Re: [PATCH 6/6] cpufreq: schedutil: New governor based on scheduler utilization data

From: Rafael J. Wysocki
Date: Wed Mar 09 2016 - 18:29:27 EST


On Wed, Mar 9, 2016 at 5:39 PM, Peter Zijlstra <peterz@xxxxxxxxxxxxx> wrote:
> On Tue, Mar 08, 2016 at 09:05:50PM +0100, Rafael J. Wysocki wrote:
>> >> This means that on platforms where the utilization is frequency
>> >> invariant we should use
>> >>
>> >> next_freq = a * x
>> >>
>> >> (where x is given by (2) above) and for platforms where the
>> >> utilization is not frequency invariant
>> >>
>> >> next_freq = a * x * current_freq / max_freq
>> >>
>> >> and all boils down to finding a.
>> >
>> > Right.
>>
>> However, that doesn't seem to be in agreement with the Steve's results
>> posted earlier in this thread.
>
> I could not make anything of those numbers.
>
>> Also theoretically, with frequency invariant, the only way you can get
>> to 100% utilization is by running at the max frequency, so the closer
>> to 100% you get, the faster you need to run to get any further. That
>> indicates nonlinear to me.
>
> I'm not seeing that, you get that by using a > 1. No need for
> non-linear.

OK

>> >> Now, it seems reasonable for a to be something like (1 + 1/n) *
>> >> max_freq, so for non-frequency invariant we get
>> >>
>> >> nex_freq = (1 + 1/n) * current_freq * x

(*) (see below)

>> > This seems like a big leap; where does:
>> >
>> > (1 + 1/n) * max_freq
>> >
>> > come from? And what is 'n'?
>
>> a = max_freq gives next_freq = max_freq for x = 1,
>
> next_freq = a * x * current_freq / max_freq
>
> [ a := max_freq, x := 1 ] ->
>
> = max_freq * 1 * current_freq / max_freq
> = current_freq
>
> != max_freq
>
> But I think I see what you're saying; because at x = 1,
> current_frequency must be max_frequency. Per your earlier point.

Correct.

>> but with that choice of a you may never get to x = 1 with frequency
>> invariant because of the feedback effect mentioned above, so the 1/n
>> produces the extra boost needed for that (n is a positive integer).
>
> OK, so that gets us:
>
> a = (1 + 1/n) ; n > 0
>
> [ I would not have chosen (1 + 1/n), but lets stick to that ]
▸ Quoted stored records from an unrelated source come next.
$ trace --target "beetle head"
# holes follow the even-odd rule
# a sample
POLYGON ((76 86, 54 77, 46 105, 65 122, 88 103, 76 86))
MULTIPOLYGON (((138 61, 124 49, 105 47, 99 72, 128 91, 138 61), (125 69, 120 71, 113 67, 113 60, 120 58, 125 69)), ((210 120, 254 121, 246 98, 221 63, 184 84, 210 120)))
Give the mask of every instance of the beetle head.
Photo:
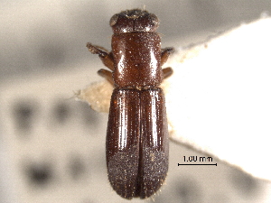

Well, what would you choose then? :-)

> So for n = 4 that gets you: a = 1.25, which effectively gets you an 80%
> utilization tipping point. That is, 1.25 * .8 = 1, iow. you'll pick the
> next frequency (assuming RELATION_L like selection).
>
> Together this gets you:
>
> next_freq = (1 + 1/n) * max_freq * x * current_freq / max_freq
> = (1 + 1/n) * x * current_freq

That seems to be what I said above (*), isn't it?

> Again, with n = 4, x > .8 will result in a next_freq > current_freq, and
> hence (RELATION_L) pick a higher one.

OK

>> Quite frankly, to me it looks like linear really is a better
>> approximation for "raw" utilization. That is, for frequency invariant
>> x we should take:
>>
>> next_freq = a * x * max_freq / current_freq
>
> (its very confusing how you use 'x' for both invariant and
> non-invariant).
>
> That doesn't make sense, remember:
>
> util = \Sum_i u_i * freq_i / max_freq (1)
>
> Which for systems where freq_i is constant reduces to:
>
> util = util_raw * current_freq / max_freq (2)
>
> But you cannot reverse this. IOW you cannot try and divide out
> current_freq on a frequency invariant metric.

I see.

> So going by:
>
> next_freq = (1 + 1/n) * max_freq * util (3)

I think that should be

next_freq = (1 + 1/n) * max_freq * util / max

(where max is the second argument of cpufreq_update_util) or the
dimensions on both sides don't match.

> if we substitute (2) into (3) we get:
>
> = (1 + 1/n) * max_freq * util_raw * current_freq / max_freq
> = (1 + 1/n) * current_freq * util_raw (4)
>
> Which gets you two formula with the same general behaviour. As (2) is
> the only approximation of (1) we can make.

OK

So since utilization is not frequency invariant in the current
mainline (or linux-next for that matter) AFAIC, I'm going to use the
following in the next version of the schedutil patch series:

next_freq = 1.25 * current_freq * util_raw / max

where util_raw and max are what I get from cpufreq_update_util().

1.25 is for the 80% tipping point which I think is reasonable.